Damir Jajetic is a software engineer from Croatia.

He participates often in competitions (see his Kaggle ratings), including 3 other ChaLearn competitions (Cause Effect Pairs, Connectomics, and Higgs Boson). Naturally, he is interested in AutoML!

Here is how he describes his contribution to the AutoML challenge:

GPU:

GPU Neural network based model on Lasagne and Theano libraries. Very simple and self-explanatory source code is available at https://github.com/djajetic/GPU_djajetic.

CPU:

Software is simple and based of ensembled unsynchronized local search models without any communication between models (let’s call it particles, although not PSO, just for easy reading) or exploiting any properties that could be obtained by swarm intelligence and is consequently insensitive of swarm false believes in non-convex search spaces.
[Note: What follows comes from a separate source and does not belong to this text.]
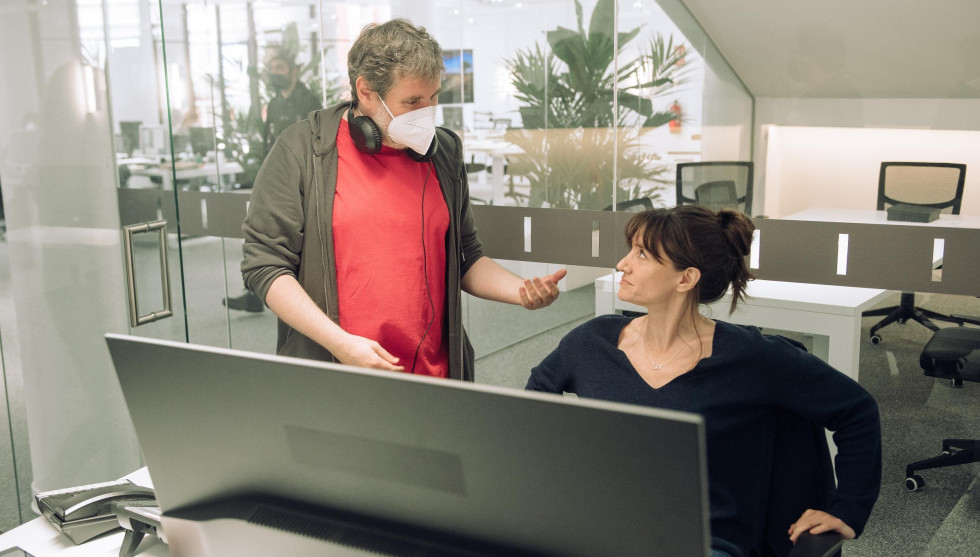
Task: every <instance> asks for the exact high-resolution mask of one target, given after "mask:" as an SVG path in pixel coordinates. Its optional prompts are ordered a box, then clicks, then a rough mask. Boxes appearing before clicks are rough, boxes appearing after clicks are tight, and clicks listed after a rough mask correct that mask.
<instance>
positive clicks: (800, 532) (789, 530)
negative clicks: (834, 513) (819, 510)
mask: <svg viewBox="0 0 980 557" xmlns="http://www.w3.org/2000/svg"><path fill="white" fill-rule="evenodd" d="M832 531H833V532H840V535H841V536H843V537H844V539H845V540H853V539H854V537H855V536H856V535H857V534H855V532H854V528H851V527H850V526H848V525H847V524H846V523H845V522H844V521H843V520H841V519H839V518H837V517H836V516H834V515H831V514H827V513H825V512H823V511H815V510H813V509H807V510H806V512H804V513H803V514H802V515H800V518H798V519H797V520H796V522H794V523H793V524H792V525H791V526H790V527H789V532H788V533H789V539H790V541H792V542H793V543H796V539H797V538H799V537H800V534H801V533H803V532H810V533H811V534H823V533H824V532H832Z"/></svg>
Search space and ensembling properties for each individual particle is defined in separate python script and in this form can be defined dynamically . As particles are created they are unaware of any other outside information except 2 stop signals yielding best results they can on dataset and reporting precision on training subset.

Ensembling module will use only N best modes from particles based on reported precision and only M best models from each model group (that is defined in “model definition script” by assigning similar models in same group). That makes parallelization almost linear with constraint that particle should have ability to handle creating model and producing results on test datasets by itself to be included in ensemble. As there is no feasibility heuristic except if one include it in model definition script, all unfinished models are (only) wasted computing time.

Some things must be slightly changed for parallelization with infinite scalability (ie. current implementation works only on single machine, ensembling module should have ie. pruning submodule etc.)